# Simplification of root finding problem

• Sep 13th 2009, 08:24 PM
krindik
Simplification of root finding problem
Hi,
I was wondering whether there is any simplification available to find roots for something like
$\displaystyle \sum_{j=0}^n A_j(t) = 0.$

where,
$\displaystyle A_n(t) = \frac{p_{n2} t^2 + p_{n1} t + p_{n0}}{q_{n2} t^2 + q_{n1} t + q_{n0}}$

Thanks
• Sep 14th 2009, 12:55 PM
Opalg
Quote:

Originally Posted by krindik
Hi,
I was wondering whether there is any simplification available to find roots for something like
$\displaystyle \sum_{j=0}^n A_j(t) = 0.$

where,
$\displaystyle A_n(t) = \frac{p_{n2} t^2 + p_{n1} t + p_{n0}}{q_{n2} t^2 + q_{n1} t + q_{n0}}$

Almost certainly not. Equations of the form $\displaystyle \sum_{j=0}^n A_j(t) = 0$ would include (as a very special case) anything of the form $\displaystyle at^2 + bt + c + \frac dt + \frac e{t^2} = 0$. So any general method for solving such equations would include a method for solving the general quartic equation.
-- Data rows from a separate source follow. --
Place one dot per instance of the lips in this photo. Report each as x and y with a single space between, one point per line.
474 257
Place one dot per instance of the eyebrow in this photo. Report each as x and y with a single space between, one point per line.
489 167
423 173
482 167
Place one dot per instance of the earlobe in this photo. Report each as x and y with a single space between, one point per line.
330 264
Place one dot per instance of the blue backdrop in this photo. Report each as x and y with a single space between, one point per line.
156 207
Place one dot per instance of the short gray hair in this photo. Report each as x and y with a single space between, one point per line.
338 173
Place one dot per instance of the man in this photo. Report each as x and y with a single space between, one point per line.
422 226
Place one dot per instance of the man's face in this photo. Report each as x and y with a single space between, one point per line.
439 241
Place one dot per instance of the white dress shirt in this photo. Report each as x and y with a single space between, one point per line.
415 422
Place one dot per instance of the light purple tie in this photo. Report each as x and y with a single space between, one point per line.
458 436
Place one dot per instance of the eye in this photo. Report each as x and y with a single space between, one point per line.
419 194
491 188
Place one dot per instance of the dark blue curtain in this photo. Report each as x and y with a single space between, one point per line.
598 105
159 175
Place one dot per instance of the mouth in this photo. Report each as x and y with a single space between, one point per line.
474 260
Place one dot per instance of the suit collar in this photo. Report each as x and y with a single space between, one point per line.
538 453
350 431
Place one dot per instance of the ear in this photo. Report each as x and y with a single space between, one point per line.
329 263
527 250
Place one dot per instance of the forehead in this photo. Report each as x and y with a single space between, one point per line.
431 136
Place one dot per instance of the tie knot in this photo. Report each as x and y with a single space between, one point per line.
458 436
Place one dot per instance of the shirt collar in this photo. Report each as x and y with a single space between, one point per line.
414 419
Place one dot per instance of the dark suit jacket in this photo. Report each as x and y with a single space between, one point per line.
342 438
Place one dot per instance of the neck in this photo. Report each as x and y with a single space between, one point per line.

To say the least, that would make it quite an elaborate procedure.
• Sep 14th 2009, 03:43 PM
krindik
Thanks a lot.
Infact A_n(t) have the exact same form below.

$\displaystyle A_n(t) = \frac{(x-a_n) t^2 + (y-b_n) t + b_n^2}{ (y-a_n)^2 t^2 + 2(x-a_n) t + 2b_n}$

The parameters p, q consists of only x, y and a_n, b_n differ for each A_n.
So isnt there any simplification i can do so that roots in terms of x and y can be found?